DER STANDARD

Für die Weihnachtsferien 1925/26 hatte Erwin Schrödinger, damals Professor für Theoretische Physik in Zürich, Skiurlaub im schweizerischen Arosa geplant. Doch als er seine Reise antrat, standen die Zeichen nicht auf Erholung im Alpenpanorama: Er war beunruhigt und verärgert – über den Zustand seines Fachs, der Atomtheorie.

Um das Verhalten kleinster Teilchen zu beschreiben, kam damals die Matrizenmechanik zum Einsatz, ein unansehnlicher mathematischer Apparat, frei von anschaulichen Vorstellungen. Der Gedanke, den Schrödinger in die Weihnachtsferien trug, war ein Vorschlag des Physikers Louis de Broglie, wonach Materie wie Elektronen auch Welleneigenschaften besitzt.

"Im Augenblick plagt mich eine neue Atomtheorie. Wenn ich nur mehr Mathematik könnte! Ich hoffe, wenn ich es nur rechnerisch bewältigen kann, wird es sehr schön", schrieb Schrödinger am 27. Dezember 1925 an den Kollegen Wilhelm Wien. Es war die Ankündigung einer Revolution: Die Schrödingergleichung ist das quantenphysikalische Analogon zur Klassischen Mechanik.

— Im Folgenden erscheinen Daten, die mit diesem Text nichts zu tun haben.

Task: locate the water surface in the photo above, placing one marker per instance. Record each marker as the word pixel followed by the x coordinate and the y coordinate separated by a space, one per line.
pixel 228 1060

Mit dem Weihnachtsurlaub 1925 begann Schrödingers annus mirabilis. Seine Arbeiten der folgenden zwölf Monate begründeten eine neue Physik, in der Materie nicht nur räumlich lokalisierte Teilchen sind, sondern zugleich auch ausgedehnte Wellen – wenn man so will ein Weihnachtswunder, das bis heute die Physik bestimmt.